To the contrary: There's some evidence that, because of its diuretic properties, caffeine may help lower the risk of bladder cancer and that certain teas, especially green tea, may have a general anti-cancer effect. Caffeine was also once thought to be linked with breast cancer. More recent research has found that this isn't the case, although caffeine can apparently contribute to the development of benign cysts and to breast pain, especially around the time of menstruation.
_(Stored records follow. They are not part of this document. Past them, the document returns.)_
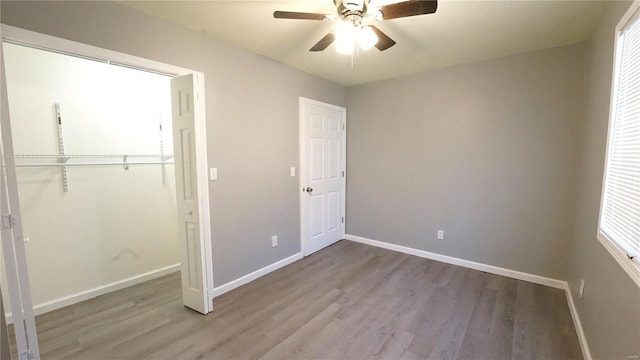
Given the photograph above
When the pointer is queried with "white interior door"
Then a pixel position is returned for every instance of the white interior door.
(184, 98)
(322, 149)
(13, 249)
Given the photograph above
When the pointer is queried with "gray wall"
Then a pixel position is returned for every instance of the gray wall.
(252, 119)
(610, 310)
(485, 151)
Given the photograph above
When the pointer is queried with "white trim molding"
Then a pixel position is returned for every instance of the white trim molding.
(586, 353)
(217, 291)
(100, 290)
(536, 279)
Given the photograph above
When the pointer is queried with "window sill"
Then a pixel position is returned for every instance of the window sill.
(631, 267)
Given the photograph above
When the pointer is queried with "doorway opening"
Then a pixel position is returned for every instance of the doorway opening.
(93, 147)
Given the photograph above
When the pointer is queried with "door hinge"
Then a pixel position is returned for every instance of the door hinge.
(8, 221)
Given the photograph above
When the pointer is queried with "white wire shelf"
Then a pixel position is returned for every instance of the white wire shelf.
(65, 160)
There has also been talk that caffeine contributes to the development of osteoporosis. Another myth, says the National Osteoporosis Foundation. Although caffeine can interfere somewhat with the absorption of calcium, this is easily offset by raising your calcium intake. An additional problem with adolescents is that so many of them drink soda (often caffeinated) instead of milk, and so don't get enough calcium in the first place.

The best recent news about caffeine appeared in the May issue of the Journal of the American Medical Association. Researchers found that higher coffee and caffeine intake (three large cups of coffee a day) was associated with a significantly lower incidence of Parkinson's disease among a group of Japanese-American men.

The problem with this study, and with many others involving caffeine, is that researchers don't know that the benefit comes from caffeine. It could have something to do with the personality type that is drawn to coffee, some other property of coffee or something else entirely.

Many heart studies have the same problem. It's difficult to isolate exactly what is causing the problem -- caffeine or something else. One link does seem to be definite, though: that between caffeine and hypertension. A study published in the May issue of the American Journal of Hypertension concluded that people with high blood pressure should avoid caffeine during high-stress situations at work, because it could push up their blood pressure even more.

"There's no doubt that caffeine in some patients is associated with a temporary high blood pressure response," says Dr. Richard Stein, a spokesman for the American Heart Association and chief of cardiology at Brooklyn Hospital Center. "It's also associated with rapid beating of the heart, which could be bad or make you very nervous."

Still, Stein maintains that the best reason not to drink 20 cups of Starbucks a day is to avoid what happens when you suddenly stop.

Giving up caffeine can be mighty unpleasant. Just ask Shankman. He usually gets a headache about 12 hours after his last fix. The next day, he says, his "tolerance for stupid people" takes a nose-dive, he snaps at his colleagues and he hurls himself in front of cabs without any regard for safety or decorum.